5. Passing and Pulling
- Generally, the lead rider will pull off to the left. There are some exceptions to this rule, but this is typically limited to experienced riders in echelons during windy conditions.
- DO NOT accelerate when taking the lead! The lead rider should pull off to the side and smoothly decrease speed. The second rider should maintain the speed of the group. If the speed is to be increased, do so slowly and smoothly. Allow the rider to regroup at the back and benefit from the draft. Remember, he/she just did a pull and is probably a little tired. If you surge, the rider pulling off or even the group may take exception to the acceleration and do the same to you!
- When pulling at the front, maintain the speed of the group. Do not stay on the front so long that you decrease the speed of the group. Keep the pace steady!
- DO NOT overexert yourself at the front! Stronger riders should pull longer, weaker riders should pull shorter. Do not be embarrassed to simply pull through immediately.
- DO NOT rush to the front and pour on the full power until you are exhausted or blow. Save enough energy to regroup with the end of the paceline and recover.
- When the lead rider pulls off, slowly move to the back of the group, but maintain some speed and do not stop pedaling. Stay close to the group as you drift back; this will help shield the other riders from the wind. When you are beside the last rider in the line, smoothly pick up your speed and move over behind his/her wheel. Careful not to slow down too much, otherwise you will have to accelerate hard to maintain contact with the group or miss the group altogether.
- DO NOT ride to the front of the paceline and pull out in 2nd or 3rd position from the front, opening gaps for the riders behind you. If you find yourself at the front, pull through and over once the front wheel of the rider who pulled off in front of you is past your rear wheel. This will not take any more energy and prevents opening gaps for the riders behind you.

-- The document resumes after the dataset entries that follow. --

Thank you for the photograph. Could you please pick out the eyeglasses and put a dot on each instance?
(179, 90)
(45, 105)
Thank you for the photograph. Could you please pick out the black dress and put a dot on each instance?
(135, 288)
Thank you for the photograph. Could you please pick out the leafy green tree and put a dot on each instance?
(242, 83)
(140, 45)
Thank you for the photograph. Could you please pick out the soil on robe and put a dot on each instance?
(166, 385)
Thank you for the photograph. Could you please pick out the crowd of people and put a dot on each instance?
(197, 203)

- When riding down a hill, the lead rider should NEVER stop pedaling.
- On a hill, maintain your effort, not the speed.
- If the group is traveling too fast, sit on the back. When the front rider pulls off and moves to the back, move to the left so you are on his/her wheel and allow him/her to move in behind the rider in front of you. An advance verbal warning giving them plenty of time to react is helpful. Only do this at the back of the group, as riders behind you may want to pull through and the rider moving to the back probably wants as much rest as possible.
- DO NOT sit on the back the entire time only to “attack” or accelerate at the next big hill or win the sprint at the end of the ride. In other words, if you are not pulling through to do your share of the work, there probably should be a good reason (i.e. you are in pain). Other riders will remember this for a long time!